Lumbar Stabilization: Improving Hip & Thoracic Mobility
In my last two blogs, I suggested principles of Optimal
Movement we could be teaching our patients:
•
Fascio-Skeletal
Weight Bearing
•
Appropriate
Distribution of Movement
•
Proportional
Use of Synergists
•
Minimization
of Unnecessary Effort
I would now like get more specific by
talking about the 800 pound gorilla of physical therapy; low back pain.

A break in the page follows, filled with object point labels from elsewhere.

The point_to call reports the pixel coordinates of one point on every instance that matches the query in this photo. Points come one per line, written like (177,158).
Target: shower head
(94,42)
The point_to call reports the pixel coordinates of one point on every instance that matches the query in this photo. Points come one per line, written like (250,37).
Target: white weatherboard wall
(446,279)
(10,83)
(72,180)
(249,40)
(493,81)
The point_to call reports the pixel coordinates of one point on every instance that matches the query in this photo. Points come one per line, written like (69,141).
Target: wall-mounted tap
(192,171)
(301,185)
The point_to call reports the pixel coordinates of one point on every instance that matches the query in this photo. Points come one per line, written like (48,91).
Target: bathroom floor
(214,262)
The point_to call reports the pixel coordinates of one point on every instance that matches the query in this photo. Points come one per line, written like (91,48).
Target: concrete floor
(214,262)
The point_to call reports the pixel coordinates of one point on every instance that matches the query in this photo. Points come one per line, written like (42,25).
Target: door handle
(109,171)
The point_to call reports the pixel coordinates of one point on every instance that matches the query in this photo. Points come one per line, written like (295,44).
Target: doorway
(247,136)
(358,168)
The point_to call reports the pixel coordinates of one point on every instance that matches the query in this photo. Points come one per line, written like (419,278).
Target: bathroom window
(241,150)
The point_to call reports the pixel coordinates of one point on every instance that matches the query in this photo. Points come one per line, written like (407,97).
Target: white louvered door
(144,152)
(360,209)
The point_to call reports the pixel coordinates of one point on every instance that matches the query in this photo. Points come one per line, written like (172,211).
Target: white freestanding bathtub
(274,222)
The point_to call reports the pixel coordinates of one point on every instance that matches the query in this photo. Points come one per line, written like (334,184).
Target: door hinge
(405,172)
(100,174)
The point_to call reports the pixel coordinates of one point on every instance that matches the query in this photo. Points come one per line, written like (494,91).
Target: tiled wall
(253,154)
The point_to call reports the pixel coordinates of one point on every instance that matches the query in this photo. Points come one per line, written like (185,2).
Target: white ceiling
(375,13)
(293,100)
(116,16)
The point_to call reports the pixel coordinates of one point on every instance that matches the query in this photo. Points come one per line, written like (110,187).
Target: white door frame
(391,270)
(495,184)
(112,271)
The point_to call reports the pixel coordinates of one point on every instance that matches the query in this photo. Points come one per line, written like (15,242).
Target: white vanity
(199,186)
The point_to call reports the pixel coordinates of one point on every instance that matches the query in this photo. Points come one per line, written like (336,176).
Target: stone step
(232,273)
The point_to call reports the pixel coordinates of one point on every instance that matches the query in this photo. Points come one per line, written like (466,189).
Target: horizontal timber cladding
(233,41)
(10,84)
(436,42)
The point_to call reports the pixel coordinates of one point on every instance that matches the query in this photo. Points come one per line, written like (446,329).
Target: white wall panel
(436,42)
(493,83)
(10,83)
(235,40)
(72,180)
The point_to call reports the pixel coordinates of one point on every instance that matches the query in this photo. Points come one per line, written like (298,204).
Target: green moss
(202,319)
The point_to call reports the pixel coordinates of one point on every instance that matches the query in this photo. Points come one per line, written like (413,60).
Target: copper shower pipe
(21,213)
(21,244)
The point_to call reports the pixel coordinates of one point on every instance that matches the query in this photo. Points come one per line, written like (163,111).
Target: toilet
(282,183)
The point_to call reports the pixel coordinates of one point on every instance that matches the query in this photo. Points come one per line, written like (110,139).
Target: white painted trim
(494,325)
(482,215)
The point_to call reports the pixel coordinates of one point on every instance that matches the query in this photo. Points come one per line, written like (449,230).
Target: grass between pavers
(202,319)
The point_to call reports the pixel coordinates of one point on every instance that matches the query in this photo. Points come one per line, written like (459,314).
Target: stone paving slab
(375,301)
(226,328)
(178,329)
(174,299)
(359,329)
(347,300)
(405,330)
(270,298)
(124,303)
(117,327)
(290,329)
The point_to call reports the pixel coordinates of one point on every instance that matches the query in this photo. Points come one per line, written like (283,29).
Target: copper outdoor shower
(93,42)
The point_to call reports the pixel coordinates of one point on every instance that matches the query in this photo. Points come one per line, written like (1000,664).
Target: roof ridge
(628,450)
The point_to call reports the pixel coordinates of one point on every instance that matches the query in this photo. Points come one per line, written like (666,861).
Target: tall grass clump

According to that font of all medical wisdom, the internet, low back pain is
the third most common reason for a doctor visit in the US. Coming out of PT
school in 1983, lumbar stabilization wasn’t even on the radar screen. We
stretched the back into flexion (William’s), extension (McKenzie’s),
side-bending and rotation, then strengthened the back and belly muscles. The
back hurt because it was stiff and weak; it would feel better if it were
flexible and strong. A brief perusal of back pain books on Amazon will show
that old ideas die hard; the stretch and strengthen paradigm is still alive and
kicking.
Fast forward
to the Age of Pilates and we have the more accurate idea that the back can hurt
because of hypermobility. However, we tend to still have “if only” concepts of
what it takes to stabilize the back. “If only” your multifidi and transverse
abdominus were stronger you won’t have back pain. Hmmm. Even if you still sit
habitually slumped at end-range flexion? Even if you still stand sway backed at
end-range extension? If you twist with inadequate hip or thoracic rotation? If
you bend with inadequate hip hinge? If you serve in tennis with a stiff thoracic
kyphosis? There are larger forces at play in these scenarios which need to be
addressed, along with a self-awareness component; what am I doing wrong/how
could I move better?
Optimal
movement principles germane to this topic are Appropriate Distribution of
Movement and Proportional Use of Synergists. If your gluts/hams are tight and
you are not using your hip flexors to prevent your pelvis from falling back
into posterior tilt in sitting, you slump and over- stretch posteriorly. If
your hip flexors are tight and you are not using your hip extensors to prevent
your pelvis from falling forward into anterior tilt in standing, you lordose
and jam. If your hip rotators are short you twist too much at your lower back
when golfing or working on an assembly line. If your thoracic spine has
fossilized and the thoracic extensors are on permanent holiday, where might
these deficits be made up?
There is current research that backs this up. For just a few
examples, go to PubMed and type in:
• Relationship between the hip and low back
pain in athletes who participate in rotation- related sports
• Hip stiffness patterns in lumbar flexion
or extension-based movement syndromes
• Elimination of intermittent chronic low
back pain in a recreational golfer following improvement of hip range of motion
impairments.
• The hips influence on low back pain: a
distal link to a proximal problem.
• Factors affecting shoulder-pelvic integration
during axial trunk rotation is subjects with
recurrent low back pain.
• The myth of core stability.
We’re not tossing out the baby with the bath water; core
muscle activation has an important role, just not the only role. The game here
would be to create situations where we simultaneously mobilize hips and thorax
while keeping the back stable. This is much easier said than done; the types of
exercise we have historically prescribed to improve hip or thoracic mobility
are non- specific/global instead of pattern-specific/differentiated (more on
these terms in the next blog). Because of the tendency to move in “paths of
least resistance”, we need to be clever in how we position our patient to
constrain lumbar movement and funnel movement and effort to under- performing
areas.
Furthermore, our exercises should be linked to the specific
functional contexts in which our patients run into trouble (bending, lifting,
pushing, etc.) and should have a sensory training aspect; shape of the low
back, location of movement or effort, etc. Motor adequacy (muscle
length/strength), Sensory accuracy (proprioceptive acuity) and Intentional
clarity (what’s my target) are the three indispensible aspects of human
integrated movement; we can and should be including all three.